Postcards – The Good Soldier
Quello della band libanese Postcards è un sound che possiamo definire onirico. Nomen omen, dicevano gli antichi romani, e infatti il nome della band rivela già moltissimo del loro modo di fare musica.
Formata da Julia Sabra, Marwan Tohme, Rany Bechara e Pascal Semerdjian a Beirut, la band con ogni pezzo e già dal primo accordo trasporta chi li ascolta verso un ricordo lontano, un frammento, un’istantanea. Il loro genere oscilla tra l’indie e il folk, e presenta sicuramente anche influenze del dream pop. I loro sono racconti di un mondo un po’ sognante, ma non idilliaco anzi ben lontano dall’essere una realtà perfetta, solo dannatamente melanconico.

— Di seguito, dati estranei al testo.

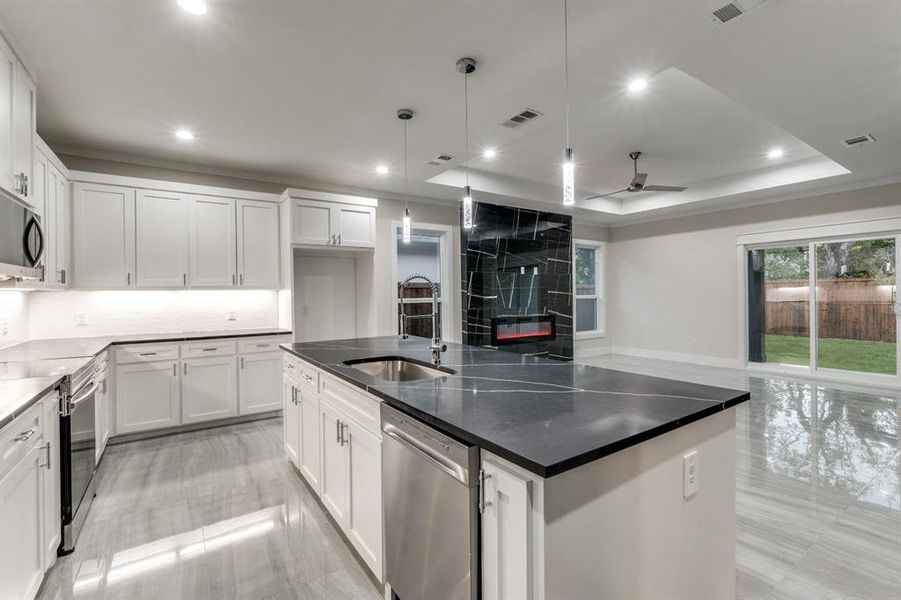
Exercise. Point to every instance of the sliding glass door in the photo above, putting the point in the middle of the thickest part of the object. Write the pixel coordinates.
(825, 304)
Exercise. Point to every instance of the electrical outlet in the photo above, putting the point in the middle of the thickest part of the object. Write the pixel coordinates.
(690, 474)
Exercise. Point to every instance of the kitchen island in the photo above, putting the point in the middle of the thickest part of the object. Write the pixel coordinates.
(601, 483)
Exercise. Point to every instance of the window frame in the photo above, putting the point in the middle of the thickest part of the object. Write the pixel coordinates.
(600, 288)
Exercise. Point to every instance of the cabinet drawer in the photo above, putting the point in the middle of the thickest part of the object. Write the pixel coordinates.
(358, 405)
(264, 344)
(208, 348)
(20, 436)
(146, 353)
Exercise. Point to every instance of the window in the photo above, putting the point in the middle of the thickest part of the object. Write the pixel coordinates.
(588, 276)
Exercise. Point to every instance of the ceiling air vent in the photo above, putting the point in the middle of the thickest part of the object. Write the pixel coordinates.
(524, 117)
(730, 11)
(858, 141)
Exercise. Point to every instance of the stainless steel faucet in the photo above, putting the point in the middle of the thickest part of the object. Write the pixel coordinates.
(435, 346)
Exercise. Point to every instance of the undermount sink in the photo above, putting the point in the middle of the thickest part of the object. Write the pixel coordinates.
(397, 369)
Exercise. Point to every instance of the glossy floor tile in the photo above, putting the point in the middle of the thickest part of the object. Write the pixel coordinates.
(818, 498)
(220, 514)
(216, 514)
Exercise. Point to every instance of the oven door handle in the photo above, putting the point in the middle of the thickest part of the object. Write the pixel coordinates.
(80, 398)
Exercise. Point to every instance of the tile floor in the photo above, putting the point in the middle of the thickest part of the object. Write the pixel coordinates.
(219, 514)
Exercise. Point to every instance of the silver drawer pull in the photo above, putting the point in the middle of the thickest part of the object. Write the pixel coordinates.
(24, 436)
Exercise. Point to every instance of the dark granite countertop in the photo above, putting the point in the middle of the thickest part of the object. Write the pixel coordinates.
(45, 349)
(544, 415)
(18, 395)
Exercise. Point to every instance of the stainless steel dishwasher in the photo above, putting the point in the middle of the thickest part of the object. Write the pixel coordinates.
(430, 492)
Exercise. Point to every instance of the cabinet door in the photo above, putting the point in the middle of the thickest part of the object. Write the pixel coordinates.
(209, 389)
(335, 494)
(104, 236)
(21, 533)
(310, 440)
(258, 376)
(365, 527)
(312, 223)
(24, 129)
(147, 396)
(212, 241)
(162, 239)
(51, 474)
(355, 225)
(291, 418)
(505, 535)
(7, 85)
(257, 244)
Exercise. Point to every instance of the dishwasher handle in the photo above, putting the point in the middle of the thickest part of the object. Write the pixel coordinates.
(437, 460)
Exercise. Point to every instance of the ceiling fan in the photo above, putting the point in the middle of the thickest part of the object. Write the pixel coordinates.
(637, 183)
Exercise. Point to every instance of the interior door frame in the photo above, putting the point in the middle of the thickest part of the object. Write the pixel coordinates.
(449, 315)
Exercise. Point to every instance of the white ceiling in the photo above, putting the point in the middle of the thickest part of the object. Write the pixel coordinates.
(307, 92)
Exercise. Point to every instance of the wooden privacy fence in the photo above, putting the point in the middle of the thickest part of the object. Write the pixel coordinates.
(856, 309)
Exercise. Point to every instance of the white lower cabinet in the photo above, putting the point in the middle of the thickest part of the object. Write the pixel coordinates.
(147, 396)
(209, 388)
(506, 552)
(258, 377)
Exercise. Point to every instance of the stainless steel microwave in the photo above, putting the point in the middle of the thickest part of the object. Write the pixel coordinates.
(21, 241)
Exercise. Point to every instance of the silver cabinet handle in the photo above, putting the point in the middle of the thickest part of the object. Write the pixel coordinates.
(24, 436)
(46, 465)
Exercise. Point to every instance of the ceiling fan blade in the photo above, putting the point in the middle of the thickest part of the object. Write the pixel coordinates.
(663, 188)
(607, 194)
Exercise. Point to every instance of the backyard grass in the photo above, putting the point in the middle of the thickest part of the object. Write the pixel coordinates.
(849, 355)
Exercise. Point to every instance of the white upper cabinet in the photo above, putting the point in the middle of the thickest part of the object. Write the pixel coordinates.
(212, 242)
(349, 224)
(104, 232)
(162, 239)
(257, 244)
(24, 130)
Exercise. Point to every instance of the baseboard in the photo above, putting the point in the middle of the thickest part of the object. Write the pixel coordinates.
(697, 359)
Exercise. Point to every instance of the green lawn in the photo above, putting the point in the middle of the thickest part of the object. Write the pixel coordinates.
(849, 355)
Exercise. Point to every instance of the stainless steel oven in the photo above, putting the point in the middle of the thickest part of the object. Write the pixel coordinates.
(77, 452)
(21, 241)
(430, 494)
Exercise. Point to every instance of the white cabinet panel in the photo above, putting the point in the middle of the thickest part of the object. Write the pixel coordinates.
(21, 527)
(312, 223)
(310, 439)
(335, 489)
(291, 419)
(162, 239)
(505, 535)
(24, 130)
(258, 382)
(104, 231)
(213, 242)
(257, 244)
(355, 225)
(209, 389)
(365, 525)
(147, 396)
(51, 474)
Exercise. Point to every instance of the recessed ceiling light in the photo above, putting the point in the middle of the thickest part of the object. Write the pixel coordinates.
(638, 84)
(195, 7)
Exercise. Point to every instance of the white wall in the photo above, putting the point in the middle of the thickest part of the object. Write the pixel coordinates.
(14, 317)
(52, 314)
(673, 285)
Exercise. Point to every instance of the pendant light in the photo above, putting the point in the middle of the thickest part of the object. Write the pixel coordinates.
(569, 167)
(405, 114)
(466, 66)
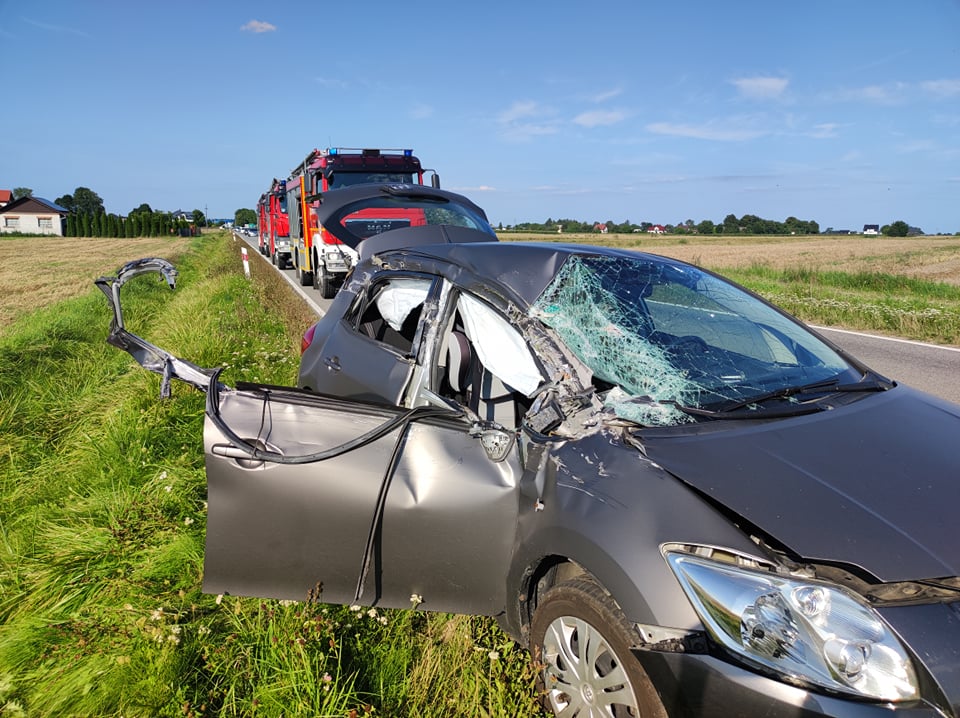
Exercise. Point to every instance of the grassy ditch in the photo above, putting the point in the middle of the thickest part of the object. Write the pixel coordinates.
(102, 530)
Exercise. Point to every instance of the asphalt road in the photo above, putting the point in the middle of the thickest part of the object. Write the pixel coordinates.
(928, 367)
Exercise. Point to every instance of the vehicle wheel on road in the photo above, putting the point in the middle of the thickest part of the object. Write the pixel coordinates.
(306, 278)
(324, 282)
(582, 641)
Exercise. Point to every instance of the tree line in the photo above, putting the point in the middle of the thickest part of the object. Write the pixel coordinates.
(88, 218)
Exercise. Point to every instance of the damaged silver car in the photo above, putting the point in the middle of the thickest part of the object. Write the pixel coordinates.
(678, 497)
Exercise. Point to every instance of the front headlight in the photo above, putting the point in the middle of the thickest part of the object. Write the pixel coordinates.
(807, 631)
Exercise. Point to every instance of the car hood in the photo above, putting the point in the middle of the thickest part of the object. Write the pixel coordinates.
(874, 484)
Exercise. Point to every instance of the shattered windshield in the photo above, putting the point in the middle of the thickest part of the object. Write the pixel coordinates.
(665, 340)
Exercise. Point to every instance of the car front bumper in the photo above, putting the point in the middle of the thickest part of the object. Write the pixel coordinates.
(703, 686)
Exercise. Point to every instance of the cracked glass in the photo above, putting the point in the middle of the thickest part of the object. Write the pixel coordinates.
(664, 338)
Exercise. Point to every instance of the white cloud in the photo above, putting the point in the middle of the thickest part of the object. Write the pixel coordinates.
(605, 95)
(258, 26)
(761, 88)
(942, 88)
(824, 130)
(596, 118)
(708, 131)
(56, 28)
(891, 94)
(513, 124)
(330, 82)
(421, 111)
(519, 110)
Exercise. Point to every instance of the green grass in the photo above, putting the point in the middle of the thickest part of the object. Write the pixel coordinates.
(894, 304)
(101, 535)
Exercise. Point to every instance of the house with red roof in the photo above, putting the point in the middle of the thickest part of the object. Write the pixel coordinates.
(33, 215)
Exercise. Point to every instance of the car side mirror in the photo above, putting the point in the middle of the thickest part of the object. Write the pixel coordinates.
(496, 441)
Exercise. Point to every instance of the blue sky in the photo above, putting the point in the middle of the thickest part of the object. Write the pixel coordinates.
(846, 112)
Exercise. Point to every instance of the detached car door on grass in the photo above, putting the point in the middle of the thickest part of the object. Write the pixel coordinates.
(375, 524)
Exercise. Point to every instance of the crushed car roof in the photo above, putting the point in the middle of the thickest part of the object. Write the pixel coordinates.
(523, 268)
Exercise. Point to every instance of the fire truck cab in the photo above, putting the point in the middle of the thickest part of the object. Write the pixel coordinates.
(273, 224)
(319, 258)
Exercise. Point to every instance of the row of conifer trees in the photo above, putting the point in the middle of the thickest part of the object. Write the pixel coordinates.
(139, 224)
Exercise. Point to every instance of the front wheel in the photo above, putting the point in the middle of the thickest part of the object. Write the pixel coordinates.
(582, 641)
(323, 281)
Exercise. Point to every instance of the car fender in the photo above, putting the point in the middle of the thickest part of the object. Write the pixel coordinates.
(609, 509)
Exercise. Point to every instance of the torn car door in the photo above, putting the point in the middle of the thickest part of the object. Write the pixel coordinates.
(420, 509)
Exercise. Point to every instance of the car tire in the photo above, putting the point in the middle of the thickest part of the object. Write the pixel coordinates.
(577, 619)
(305, 278)
(324, 282)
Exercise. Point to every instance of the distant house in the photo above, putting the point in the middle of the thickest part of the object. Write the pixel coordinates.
(33, 215)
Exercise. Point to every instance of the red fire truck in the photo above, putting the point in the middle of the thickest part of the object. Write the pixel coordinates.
(273, 225)
(319, 258)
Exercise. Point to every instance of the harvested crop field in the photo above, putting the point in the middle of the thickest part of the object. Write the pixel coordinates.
(935, 259)
(37, 271)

The Good Soldier è il loro secondo album, uscito il 3 gennaio 2020 (subito dopo partirono per un tour in Europa, interrottosi per le vicissitudini a tutti ben note). Si apre con il brano “Dead End”, caratterizzato da distorsori e un suono vicino al noise rock. Si sentono le influenze dei Pink Floyd. La voce vellutata e calda di Julia Sabra, quasi non si percepisce, ci arriva in lontananza come una eco, mentre i toni cupi e il suono persistente della chitarra elettrica richiamano atmosfere apocalittiche.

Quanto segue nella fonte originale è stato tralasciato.